Casa dos Botes Baleeiros

Num passado não muito distante, até meados da década de setenta, existiu nesta freguesia uma armação baleeira e uma fábrica de tratamento de produtos derivados, composta por campanhas de baleeiros, que seguiam «mar afora» ao encontro dos cachalotes que os vigias costeiros lhes indicavam. Cada canoa tinha por campanha sete homens: seis remadores e um oficial. Ao remador da proa competia também os cargos de arpoador e trancador. O oficial governava a canoa através da esparrela (um remo que, às vezes, servia de leme).

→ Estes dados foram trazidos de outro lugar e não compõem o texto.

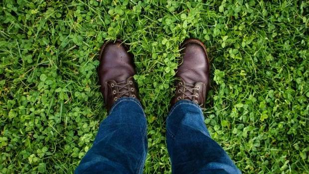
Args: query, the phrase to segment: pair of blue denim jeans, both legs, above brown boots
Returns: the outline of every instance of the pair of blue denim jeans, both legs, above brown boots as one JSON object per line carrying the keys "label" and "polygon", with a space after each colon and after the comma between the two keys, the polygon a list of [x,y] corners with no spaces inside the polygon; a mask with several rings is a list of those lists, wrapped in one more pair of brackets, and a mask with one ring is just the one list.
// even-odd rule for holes
{"label": "pair of blue denim jeans, both legs, above brown boots", "polygon": [[[146,122],[138,100],[118,100],[75,174],[142,174],[148,149]],[[166,124],[173,174],[241,174],[211,139],[200,106],[190,101],[177,102]]]}

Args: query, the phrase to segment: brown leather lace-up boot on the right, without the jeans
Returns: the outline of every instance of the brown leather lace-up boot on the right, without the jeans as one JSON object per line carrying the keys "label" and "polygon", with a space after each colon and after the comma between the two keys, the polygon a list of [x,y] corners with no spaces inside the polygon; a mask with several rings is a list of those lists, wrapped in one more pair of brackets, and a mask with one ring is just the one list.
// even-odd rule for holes
{"label": "brown leather lace-up boot on the right, without the jeans", "polygon": [[205,45],[197,39],[185,40],[179,49],[183,57],[176,73],[176,94],[171,107],[179,100],[204,106],[209,90],[209,60]]}

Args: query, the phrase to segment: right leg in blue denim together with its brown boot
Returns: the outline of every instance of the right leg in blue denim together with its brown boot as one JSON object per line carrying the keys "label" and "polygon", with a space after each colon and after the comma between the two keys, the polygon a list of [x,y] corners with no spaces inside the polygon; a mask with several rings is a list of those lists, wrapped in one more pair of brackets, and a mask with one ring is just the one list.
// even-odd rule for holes
{"label": "right leg in blue denim together with its brown boot", "polygon": [[240,174],[224,150],[211,139],[201,106],[209,90],[209,60],[205,45],[184,41],[179,49],[176,94],[167,117],[167,150],[173,174]]}

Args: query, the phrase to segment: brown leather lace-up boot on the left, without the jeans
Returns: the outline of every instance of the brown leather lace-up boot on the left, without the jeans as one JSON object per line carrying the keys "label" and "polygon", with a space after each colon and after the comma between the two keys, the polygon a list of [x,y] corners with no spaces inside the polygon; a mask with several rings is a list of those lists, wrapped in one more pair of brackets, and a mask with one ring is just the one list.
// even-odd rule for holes
{"label": "brown leather lace-up boot on the left, without the jeans", "polygon": [[108,112],[122,97],[139,99],[134,81],[135,64],[129,48],[122,40],[106,42],[100,51],[98,68],[99,83]]}

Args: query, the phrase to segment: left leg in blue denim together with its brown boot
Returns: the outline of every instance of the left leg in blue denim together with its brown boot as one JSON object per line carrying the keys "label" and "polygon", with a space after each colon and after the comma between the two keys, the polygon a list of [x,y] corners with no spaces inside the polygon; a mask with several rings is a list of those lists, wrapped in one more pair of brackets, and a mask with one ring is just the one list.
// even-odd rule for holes
{"label": "left leg in blue denim together with its brown boot", "polygon": [[147,156],[147,124],[134,82],[133,55],[123,41],[106,42],[100,51],[98,76],[110,113],[101,123],[93,147],[76,174],[142,174]]}

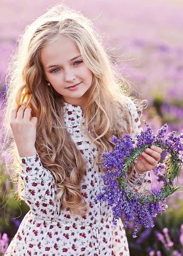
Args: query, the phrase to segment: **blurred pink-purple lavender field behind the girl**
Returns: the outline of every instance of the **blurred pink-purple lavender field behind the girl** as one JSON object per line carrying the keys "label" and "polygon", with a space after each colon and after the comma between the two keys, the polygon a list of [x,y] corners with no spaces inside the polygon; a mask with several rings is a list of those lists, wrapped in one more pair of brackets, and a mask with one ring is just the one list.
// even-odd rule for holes
{"label": "blurred pink-purple lavender field behind the girl", "polygon": [[[58,2],[1,0],[2,95],[6,90],[6,69],[18,44],[17,38],[27,24]],[[81,9],[105,33],[105,47],[119,59],[118,65],[125,79],[134,84],[132,94],[138,99],[148,100],[142,120],[145,119],[154,131],[167,123],[168,131],[183,133],[183,1],[65,0],[65,3],[72,8]],[[20,205],[12,197],[12,185],[8,176],[3,175],[5,155],[6,152],[3,151],[0,167],[0,256],[29,210],[26,204]],[[153,171],[152,177],[154,190],[161,184],[156,182]],[[183,185],[183,173],[180,175],[179,185]],[[131,227],[126,230],[131,256],[137,253],[139,256],[183,255],[181,190],[167,199],[168,208],[163,215],[154,219],[154,228],[142,227],[137,239],[131,238],[131,223]]]}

Determinado o ponto no qual o cetáceo fora avistado e dado o aviso de «baleia à vista», o centro baleeiro lançava um foguete de três bombas de imediato, para dar sinal às famílias dos homens das campanhas, que deveriam comparecer no centro equipados com roupas, alimentos, água e vinho, o mais depressa possível. Duas lanchas a motor rebocavam as canoas desde o porto até perto do ponto, onde se encontravam as baleias. A partir daí, os homens remavam em busca da melhor posição para arpoar o lombo da baleia. Depois de trancada, o bote era rebocado para terra, onde a gordura subcutânea era transformada em óleo e a carne e resíduos em guano. Atualmente, ainda é possível encontrar vestígios desta atividade transformadora na zona do Negrito. A Casa dos Botes Baleeiros expõe um vasto leque de objetos e fotografias associados a esta atividade. Com sorte, poderá cruzar-se com um dos antigos baleeiros da freguesia e ouvir as suas histórias de caça ao cetáceos.